The Flying Dutchman
Budget for this Design Area
Comments by the Designer
The Flying Dutchman is a German-language opera that was written by Richard Wagner and first premiered in 1843. The opera follows the sea captain Daland’s daughter, and her journey being traded by her father, to the Dutchman, for a reward of treasure. Senta struggles between her love for Erik a huntsman, and her infatuation with the Dutchman. In the end, she swears her faithful love to the Dutchman, throwing herself into the sea, and together they ascend to heaven.
I designed this show as a project in my Costume Design III class during my third semester of graduate school. While working on the design for this project I was very interested in creating costumes that were based in the Victorian period but had a contemporary twist. I drew modern inspiration from the 1990s English punk and gothic movements. Observing the use of leather and chains, I felt that these punk elements could add a modern edge and make the story more relatable to in our modern day. I also found this research helpful in separating the Dutchman’s crew, who wore black leather, and clothing inspired by different cultures, while the people from the land (Senta, Dalland, Erik, etc.) wore brown leathers, and were based more wholly in England. I also tried to keep the color palette quite muted, overall, to help keep a unified overall design, while still being able to distinguish characters.

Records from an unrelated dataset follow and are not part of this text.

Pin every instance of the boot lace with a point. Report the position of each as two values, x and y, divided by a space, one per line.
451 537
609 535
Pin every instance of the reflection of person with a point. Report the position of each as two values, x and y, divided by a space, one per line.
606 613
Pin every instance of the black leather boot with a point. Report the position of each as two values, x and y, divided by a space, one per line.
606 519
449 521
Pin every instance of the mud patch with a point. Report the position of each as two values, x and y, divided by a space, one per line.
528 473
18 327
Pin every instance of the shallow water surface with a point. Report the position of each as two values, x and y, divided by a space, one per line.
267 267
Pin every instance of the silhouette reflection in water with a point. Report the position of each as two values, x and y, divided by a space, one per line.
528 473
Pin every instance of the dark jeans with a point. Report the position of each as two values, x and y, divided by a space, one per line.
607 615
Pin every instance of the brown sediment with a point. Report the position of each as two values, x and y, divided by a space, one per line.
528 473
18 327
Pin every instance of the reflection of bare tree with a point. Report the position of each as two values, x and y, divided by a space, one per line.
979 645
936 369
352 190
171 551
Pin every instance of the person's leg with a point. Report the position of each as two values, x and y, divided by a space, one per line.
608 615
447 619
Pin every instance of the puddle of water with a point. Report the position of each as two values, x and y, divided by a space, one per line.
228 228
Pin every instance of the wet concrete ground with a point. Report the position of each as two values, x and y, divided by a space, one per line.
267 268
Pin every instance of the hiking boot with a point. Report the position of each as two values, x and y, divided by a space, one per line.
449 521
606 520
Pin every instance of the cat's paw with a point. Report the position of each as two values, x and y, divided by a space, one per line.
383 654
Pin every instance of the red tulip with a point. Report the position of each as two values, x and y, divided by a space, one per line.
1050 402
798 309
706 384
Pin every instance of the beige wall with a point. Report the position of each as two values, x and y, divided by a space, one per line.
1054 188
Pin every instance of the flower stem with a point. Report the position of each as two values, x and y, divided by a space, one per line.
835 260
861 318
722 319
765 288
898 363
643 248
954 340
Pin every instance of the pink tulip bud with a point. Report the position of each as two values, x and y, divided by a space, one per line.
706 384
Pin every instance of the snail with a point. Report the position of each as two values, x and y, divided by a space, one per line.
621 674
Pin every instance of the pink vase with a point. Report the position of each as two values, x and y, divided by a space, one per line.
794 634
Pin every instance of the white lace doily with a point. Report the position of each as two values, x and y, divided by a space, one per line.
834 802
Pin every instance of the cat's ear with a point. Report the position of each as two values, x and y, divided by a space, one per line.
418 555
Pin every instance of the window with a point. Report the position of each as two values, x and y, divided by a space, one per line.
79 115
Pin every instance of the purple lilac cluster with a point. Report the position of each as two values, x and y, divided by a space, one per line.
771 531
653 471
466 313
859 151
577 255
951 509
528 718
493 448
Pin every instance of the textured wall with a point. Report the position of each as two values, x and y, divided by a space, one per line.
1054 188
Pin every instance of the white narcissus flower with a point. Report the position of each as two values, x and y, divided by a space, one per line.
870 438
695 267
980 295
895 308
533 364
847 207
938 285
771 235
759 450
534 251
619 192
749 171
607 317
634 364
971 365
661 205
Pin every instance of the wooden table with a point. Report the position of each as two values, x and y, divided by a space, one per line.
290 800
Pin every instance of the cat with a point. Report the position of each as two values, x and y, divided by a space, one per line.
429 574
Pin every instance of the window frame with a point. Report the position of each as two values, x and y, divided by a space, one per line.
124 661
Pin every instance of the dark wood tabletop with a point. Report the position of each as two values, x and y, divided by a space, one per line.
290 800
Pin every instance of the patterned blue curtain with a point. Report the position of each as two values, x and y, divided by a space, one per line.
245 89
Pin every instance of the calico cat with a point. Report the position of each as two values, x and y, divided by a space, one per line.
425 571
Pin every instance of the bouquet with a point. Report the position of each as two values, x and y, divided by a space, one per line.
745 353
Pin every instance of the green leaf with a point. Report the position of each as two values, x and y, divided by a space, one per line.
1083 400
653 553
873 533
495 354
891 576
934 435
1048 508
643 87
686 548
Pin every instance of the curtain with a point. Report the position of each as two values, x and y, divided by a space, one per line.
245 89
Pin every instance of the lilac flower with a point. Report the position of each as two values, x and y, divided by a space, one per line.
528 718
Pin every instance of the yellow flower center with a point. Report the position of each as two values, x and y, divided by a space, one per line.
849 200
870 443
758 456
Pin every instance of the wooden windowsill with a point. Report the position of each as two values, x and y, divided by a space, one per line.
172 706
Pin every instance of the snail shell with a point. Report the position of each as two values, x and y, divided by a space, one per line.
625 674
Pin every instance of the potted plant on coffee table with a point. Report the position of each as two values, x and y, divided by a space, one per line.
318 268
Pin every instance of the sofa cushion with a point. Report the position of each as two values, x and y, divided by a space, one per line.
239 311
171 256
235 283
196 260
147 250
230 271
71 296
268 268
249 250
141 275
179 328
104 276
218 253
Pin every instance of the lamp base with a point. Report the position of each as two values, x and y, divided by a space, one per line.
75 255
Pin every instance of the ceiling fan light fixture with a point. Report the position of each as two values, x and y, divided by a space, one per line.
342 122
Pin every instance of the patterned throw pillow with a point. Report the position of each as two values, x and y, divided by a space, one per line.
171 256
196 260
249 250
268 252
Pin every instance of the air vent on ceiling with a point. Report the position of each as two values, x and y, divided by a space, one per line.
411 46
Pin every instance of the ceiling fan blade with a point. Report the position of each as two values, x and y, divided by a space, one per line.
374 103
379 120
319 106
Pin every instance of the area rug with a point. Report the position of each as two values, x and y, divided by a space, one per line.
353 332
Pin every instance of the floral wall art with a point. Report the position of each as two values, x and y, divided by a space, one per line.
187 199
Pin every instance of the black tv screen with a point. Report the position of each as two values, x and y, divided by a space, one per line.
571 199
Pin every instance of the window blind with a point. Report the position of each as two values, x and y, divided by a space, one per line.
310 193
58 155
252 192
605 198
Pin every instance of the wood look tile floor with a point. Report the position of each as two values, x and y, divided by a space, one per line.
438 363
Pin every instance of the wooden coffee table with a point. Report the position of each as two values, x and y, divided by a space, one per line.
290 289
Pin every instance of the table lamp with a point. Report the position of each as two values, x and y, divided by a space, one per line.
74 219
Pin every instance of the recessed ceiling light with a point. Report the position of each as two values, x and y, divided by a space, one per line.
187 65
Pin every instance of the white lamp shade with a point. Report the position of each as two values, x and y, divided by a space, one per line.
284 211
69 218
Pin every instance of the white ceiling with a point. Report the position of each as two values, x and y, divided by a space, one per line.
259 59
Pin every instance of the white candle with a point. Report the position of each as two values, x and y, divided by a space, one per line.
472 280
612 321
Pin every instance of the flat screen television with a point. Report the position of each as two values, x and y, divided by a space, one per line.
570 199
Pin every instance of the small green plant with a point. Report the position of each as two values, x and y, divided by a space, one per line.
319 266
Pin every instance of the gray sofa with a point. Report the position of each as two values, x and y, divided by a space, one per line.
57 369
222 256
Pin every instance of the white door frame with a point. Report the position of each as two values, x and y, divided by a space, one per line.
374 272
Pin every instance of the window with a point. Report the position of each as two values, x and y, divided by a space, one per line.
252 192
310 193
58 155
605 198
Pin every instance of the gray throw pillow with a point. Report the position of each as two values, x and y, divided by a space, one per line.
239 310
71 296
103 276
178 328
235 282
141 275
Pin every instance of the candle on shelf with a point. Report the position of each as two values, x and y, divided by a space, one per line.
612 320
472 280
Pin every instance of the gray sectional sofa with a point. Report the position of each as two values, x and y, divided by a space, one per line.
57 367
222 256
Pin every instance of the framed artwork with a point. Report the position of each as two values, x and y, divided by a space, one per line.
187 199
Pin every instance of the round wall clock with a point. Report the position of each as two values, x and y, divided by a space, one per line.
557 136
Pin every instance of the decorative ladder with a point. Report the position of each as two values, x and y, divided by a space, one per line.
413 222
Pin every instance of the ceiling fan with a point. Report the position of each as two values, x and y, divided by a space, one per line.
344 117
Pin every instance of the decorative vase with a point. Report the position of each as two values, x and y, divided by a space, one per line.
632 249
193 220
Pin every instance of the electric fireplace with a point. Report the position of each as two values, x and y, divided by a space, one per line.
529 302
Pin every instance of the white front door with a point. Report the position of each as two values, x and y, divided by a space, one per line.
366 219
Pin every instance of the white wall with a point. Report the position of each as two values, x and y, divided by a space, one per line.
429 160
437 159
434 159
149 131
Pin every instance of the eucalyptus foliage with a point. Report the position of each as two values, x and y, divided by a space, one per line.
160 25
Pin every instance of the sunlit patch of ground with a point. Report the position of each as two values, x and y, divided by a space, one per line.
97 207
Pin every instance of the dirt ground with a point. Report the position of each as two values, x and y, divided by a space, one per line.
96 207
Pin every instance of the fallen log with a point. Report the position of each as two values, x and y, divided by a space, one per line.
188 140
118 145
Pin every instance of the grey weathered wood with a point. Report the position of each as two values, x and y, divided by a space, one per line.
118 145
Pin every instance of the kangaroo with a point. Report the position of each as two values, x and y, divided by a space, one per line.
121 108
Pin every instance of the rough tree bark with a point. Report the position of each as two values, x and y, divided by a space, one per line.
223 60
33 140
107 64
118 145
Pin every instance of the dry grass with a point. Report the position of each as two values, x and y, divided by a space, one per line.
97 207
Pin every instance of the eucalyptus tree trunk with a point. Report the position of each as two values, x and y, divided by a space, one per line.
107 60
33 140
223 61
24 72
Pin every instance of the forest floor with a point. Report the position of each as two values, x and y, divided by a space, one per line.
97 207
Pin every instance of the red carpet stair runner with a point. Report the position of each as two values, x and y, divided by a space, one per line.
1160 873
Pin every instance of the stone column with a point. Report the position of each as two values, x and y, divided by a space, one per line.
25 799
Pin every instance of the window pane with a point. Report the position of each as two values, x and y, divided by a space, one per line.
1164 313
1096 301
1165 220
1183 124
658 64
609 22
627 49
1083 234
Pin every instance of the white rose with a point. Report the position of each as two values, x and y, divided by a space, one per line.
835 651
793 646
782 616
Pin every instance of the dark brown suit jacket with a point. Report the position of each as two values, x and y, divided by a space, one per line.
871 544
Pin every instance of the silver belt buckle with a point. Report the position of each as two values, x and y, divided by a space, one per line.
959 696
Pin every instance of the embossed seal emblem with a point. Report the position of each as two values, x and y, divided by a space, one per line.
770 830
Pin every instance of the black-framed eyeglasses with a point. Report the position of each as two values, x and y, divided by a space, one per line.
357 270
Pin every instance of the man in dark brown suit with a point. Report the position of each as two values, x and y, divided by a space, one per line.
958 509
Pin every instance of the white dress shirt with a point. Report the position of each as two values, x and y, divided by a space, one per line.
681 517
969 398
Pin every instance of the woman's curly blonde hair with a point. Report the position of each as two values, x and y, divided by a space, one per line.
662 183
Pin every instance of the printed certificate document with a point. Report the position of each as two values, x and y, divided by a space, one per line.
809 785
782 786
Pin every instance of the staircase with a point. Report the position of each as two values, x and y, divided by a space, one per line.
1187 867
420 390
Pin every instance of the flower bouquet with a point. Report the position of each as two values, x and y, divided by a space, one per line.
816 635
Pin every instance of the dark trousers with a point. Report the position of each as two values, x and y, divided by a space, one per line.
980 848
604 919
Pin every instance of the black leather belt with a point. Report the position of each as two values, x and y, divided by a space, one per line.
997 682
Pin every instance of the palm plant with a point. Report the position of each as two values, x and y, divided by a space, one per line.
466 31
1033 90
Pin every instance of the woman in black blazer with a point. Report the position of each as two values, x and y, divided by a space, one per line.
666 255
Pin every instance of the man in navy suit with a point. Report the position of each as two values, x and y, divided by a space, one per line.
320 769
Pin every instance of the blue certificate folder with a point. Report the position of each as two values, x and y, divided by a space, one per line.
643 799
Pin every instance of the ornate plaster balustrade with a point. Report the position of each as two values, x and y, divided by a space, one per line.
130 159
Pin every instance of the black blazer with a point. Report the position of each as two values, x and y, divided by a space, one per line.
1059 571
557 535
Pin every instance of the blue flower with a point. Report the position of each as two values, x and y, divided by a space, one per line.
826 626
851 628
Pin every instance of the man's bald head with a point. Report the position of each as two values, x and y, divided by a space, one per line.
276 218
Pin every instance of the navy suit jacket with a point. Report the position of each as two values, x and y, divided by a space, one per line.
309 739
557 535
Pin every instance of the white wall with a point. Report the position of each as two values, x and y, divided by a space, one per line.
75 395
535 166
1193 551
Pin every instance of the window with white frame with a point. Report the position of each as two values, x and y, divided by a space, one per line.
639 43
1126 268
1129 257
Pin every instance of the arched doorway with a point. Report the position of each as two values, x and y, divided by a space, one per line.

The only character who changes throughout the time of the opera is Senta. She can be seen in a layered skirt, with a deep red bustle over skirt. More than any other character from the land, she has many leather straps, and a black corset, which separate her from the female chorus. Creating this costume that is living in between the two established worlds shows how she as a character is different than the other women; she is not as settled and satisfied in life. Senta’s costume makes her stand out against the other characters, drawing focus to her actions. When Santa meets the Dutchman, pledging her life and love to him, she slowly starts to lose layers of her skirt, revealing a dark teal pair of pants, evoking a color similar to his jacket. This color relationship is important in her transition from someone who lives and works on land, to joining the Dutchman’s crewing and standing faithfully by his side.
Overall, this project allowed me to explore creating a unique take on a traditional time period, as well as how to work with a limited color palette. Designing this show stretched my creativity and helped me focus on how small details and colors could create a division of characters on the stage.